Like every year, bookmakers publish odds on the winner of the Nobel Prize for literature, which remain shrouded in mystery. Only one thing is clear: Milan Kundera, who died this July, is out of the game.
In fact, Kundera had been out of the game for many years. He had a real chance in 1984, when he was “overtaken” by Jaroslav Seifert.
Much has changed since the Czech writer’s heyday. Both in literature and in the Swedish Academy, which has also been rocked by major scandals in recent years. One was to honor the controversial writer Peter Handke, an author who denies war crimes in the former Yugoslavia. With the latter, the case directly in the narrow circles of the Academy. The husband of one of the members of the institution, Jean-Claude Arnault, was accused by 18 women of sexual abuse.
Both events had a great influence on the current form of the commission. There was a turnover of many members (while they were guaranteed lifetime membership in the commission) and academics also became more aware that the prize should be even less Eurocentric or pro-Western, but should look around the world.
Nobody stands a chance
According to the French news agency AFP, the Academy is now even consulting its findings with experts in order to broaden its horizons in world literature. Which sounds rather strange, at least because the Academy slightly devalues the belief in its own competence. And it’s also somewhat frustrating. “Given the Academy’s commitment to exploring other geographical regions, I’m afraid no one has a chance to really guess the winner, not even people with PhDs in literature,” Victor Malm, culture editor of the Swedish tabloid Expressen, told AFP.
It was in Expressen on Tuesday that a comment was published that returned to the current faux pas of the Nobel Prizes. The chemistry award for a trio of scientists researching quantum dots (hopefully they will also be used in literature) was accidentally presented a few hours earlier than it should have been. One mistakenly sent e-mail with a press release was all it took.
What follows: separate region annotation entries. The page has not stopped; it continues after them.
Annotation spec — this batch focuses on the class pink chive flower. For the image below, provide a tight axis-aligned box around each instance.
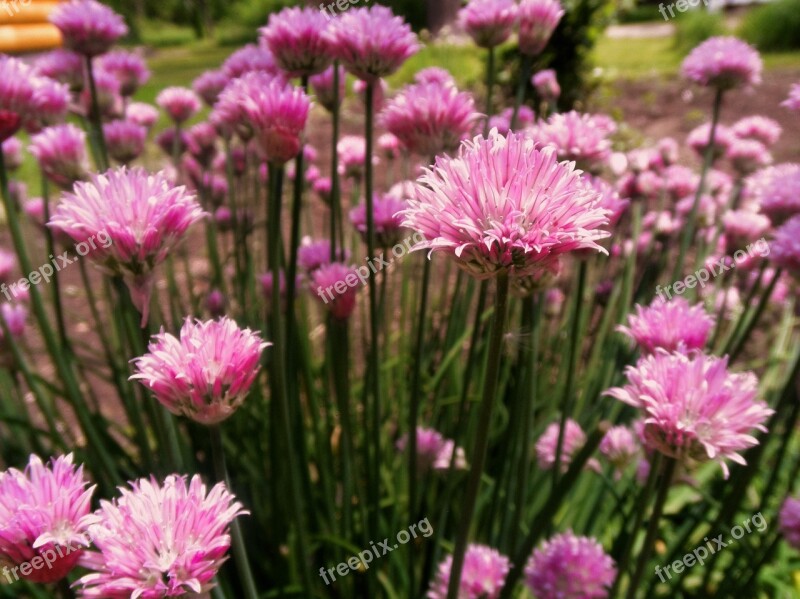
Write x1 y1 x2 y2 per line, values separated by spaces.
726 138 772 177
533 110 613 171
531 69 561 103
331 5 420 82
770 214 800 277
731 115 783 147
681 37 763 91
50 0 128 57
228 73 311 164
33 48 84 92
259 7 333 77
606 349 773 478
222 44 280 79
192 70 231 107
309 66 347 112
598 426 640 474
131 318 271 425
781 83 800 110
103 121 147 164
401 131 610 279
778 497 800 549
750 163 800 225
350 194 406 248
0 454 94 583
156 87 201 124
536 418 586 470
519 0 564 56
458 0 518 48
125 102 158 130
49 166 205 324
379 83 480 157
427 543 511 599
28 123 89 189
76 475 248 599
97 50 150 97
525 531 617 599
309 262 360 320
617 296 714 354
297 237 350 274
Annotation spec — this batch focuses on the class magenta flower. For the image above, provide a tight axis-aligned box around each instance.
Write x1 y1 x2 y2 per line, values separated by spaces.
28 123 89 189
0 454 94 583
458 0 517 48
606 349 773 478
769 214 800 277
781 83 800 110
76 475 248 599
533 110 614 171
531 69 561 103
222 44 280 79
97 50 150 97
156 87 202 124
49 167 204 323
309 262 361 320
125 102 158 129
131 318 271 425
617 298 714 354
778 497 800 549
259 7 333 77
401 131 610 279
681 37 763 91
309 66 347 112
731 115 783 147
519 0 564 56
331 5 420 82
103 121 147 164
50 0 128 57
192 70 231 107
426 543 511 599
380 83 480 157
525 531 617 599
34 48 84 92
227 73 311 164
536 418 586 470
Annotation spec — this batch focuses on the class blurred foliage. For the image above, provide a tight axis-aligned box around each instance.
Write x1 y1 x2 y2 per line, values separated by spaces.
739 0 800 51
674 9 726 53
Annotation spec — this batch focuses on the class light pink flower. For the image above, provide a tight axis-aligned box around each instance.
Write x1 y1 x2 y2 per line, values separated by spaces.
617 297 714 354
50 0 128 56
259 7 333 77
49 166 205 323
380 83 480 158
458 0 518 48
76 475 248 599
0 458 94 583
28 123 89 188
426 543 511 599
519 0 564 56
401 131 610 279
525 531 617 599
131 318 271 425
331 4 420 82
681 37 763 91
606 349 773 478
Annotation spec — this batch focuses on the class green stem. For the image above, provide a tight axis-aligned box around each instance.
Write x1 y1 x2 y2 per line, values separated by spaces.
447 271 509 599
209 425 258 599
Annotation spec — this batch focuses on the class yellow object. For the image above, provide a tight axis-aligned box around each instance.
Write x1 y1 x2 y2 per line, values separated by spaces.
0 0 62 54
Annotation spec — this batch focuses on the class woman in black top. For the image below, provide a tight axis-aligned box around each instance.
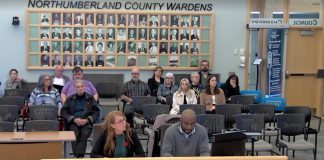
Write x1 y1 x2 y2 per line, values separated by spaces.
90 111 145 158
147 66 164 96
222 74 241 100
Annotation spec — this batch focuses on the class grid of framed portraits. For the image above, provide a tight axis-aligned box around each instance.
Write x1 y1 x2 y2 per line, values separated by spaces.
26 9 214 70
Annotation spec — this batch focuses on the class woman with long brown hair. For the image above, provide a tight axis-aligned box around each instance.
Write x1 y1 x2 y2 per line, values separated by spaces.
90 111 145 158
200 75 226 114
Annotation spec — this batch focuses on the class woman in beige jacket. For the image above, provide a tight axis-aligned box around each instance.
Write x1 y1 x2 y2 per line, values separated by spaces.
200 75 226 114
170 78 197 114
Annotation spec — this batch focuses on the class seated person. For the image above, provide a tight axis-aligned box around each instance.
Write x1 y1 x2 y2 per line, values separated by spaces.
170 78 197 114
200 75 226 114
0 68 27 97
28 74 62 115
156 72 178 105
61 79 100 158
222 74 241 100
90 111 145 158
161 109 210 157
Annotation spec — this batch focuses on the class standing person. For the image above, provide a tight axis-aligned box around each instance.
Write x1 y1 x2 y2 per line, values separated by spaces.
90 111 145 158
198 60 212 87
170 78 197 114
161 109 210 157
200 75 226 114
51 65 70 93
120 67 151 127
28 74 62 116
190 72 204 104
222 74 241 100
61 79 100 158
156 72 178 106
61 66 98 103
0 68 27 97
147 66 164 96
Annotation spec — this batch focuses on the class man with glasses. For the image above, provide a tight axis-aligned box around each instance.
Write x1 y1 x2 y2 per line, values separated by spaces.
61 66 98 103
120 67 151 127
198 60 212 87
161 109 210 157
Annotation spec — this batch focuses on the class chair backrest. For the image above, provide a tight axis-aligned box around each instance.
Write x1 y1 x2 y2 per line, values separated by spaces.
132 96 156 114
250 104 275 123
0 105 19 122
0 121 15 132
96 82 119 98
230 95 254 113
4 89 31 98
29 105 58 120
24 120 59 132
283 106 312 123
143 104 169 124
0 96 25 108
211 132 247 156
215 104 242 128
235 114 264 133
240 90 262 104
179 104 206 115
276 114 306 136
197 114 225 137
261 97 286 112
The Academy tried to deny everything… before the cameras came on, secretary Mads Malm stepped outside the proverbial door and announced the names of the new laureates… quantum dot experts.
“Do you know how wonderful it is for an editor to have four extra hours to find the best author or rethink a critical angle?” Expressen commentator Gunilla Brodrej praised the Academy’s mistake, in fact a cultural columnist who would like to see similar leaks they also covered literature.
I can’t disagree with Brodrej. Of course, it would be wonderful to know in advance who is going to be the new laureate of the most famous literary prize on the planet. And not only because it would make work easier for me and my Swedish colleague.
“We only care about literary quality. The laureate must be someone who produces absolutely exceptional literature,” Academy member Ellen Matson explained the criteria for the Nobel Prize for Literature at the end of September. As can be seen from the quote, there is not much concrete in the short conversation. He reveals that more than two hundred names are considered in the first stages of evaluation, then the list is whittled down to five. All the works of the given authors are read. And one is chosen. Living. From anywhere. If he writes well. And again: he does not approve of genocide.
The Academy wants to be more global, more diverse in its selection, but apparently it still doesn’t care about being more transparent. Anxiously hiding the results of your reflection on the best literature has the great advantage that no one bothers you until the moment of publication. No one asks, no one objects, and certainly no one questions your authority.
It is no coincidence that most other important prices have been experiencing a crisis in recent years. No one watches the Oscars (unless celebrities slap each other and insult their wives live), the Grammys are boycotted, and other awards are adding new categories in an effort to stay relevant. The best film in the category of box office hits is already a cry for help.
No one needs a Nobel Prize for best airport paperback. But would it be so bad if academics published at least the five nominees, who otherwise remain secret for the next fifty years (sic!)? The seriousness of the prices will not be particularly threatened, on the contrary – can you imagine a world in which the name of not one, but perhaps five authors is mentioned in the media, on social networks and in bookstores? In which journalists, but also readers, booksellers, and publishers have more time to familiarize themselves with the work of the new winners, to fall in love with his or her novels? It has won the Booker Prize, National Book Award and Magnesia Litera. And it works.
So what are the bookmakers saying this year? They suggest names such as the Norwegian Jón Fosse or the Chinese Chan Süe. You can still find a few copies of Fosse in Czech translation, but not yet the works of the Chinese writer. By the way, Abdulrazak Gurnah, the 2021 laureate, was finally published in the Czech Republic a few weeks ago, whose victory surprised the whole world. To this day, not much is heard about him. The timing just didn’t work out, before the unknown writer had enough to impress with published novels, interest in him simply waned. If anyone is to blame, it is precisely the needlessly secretive academics.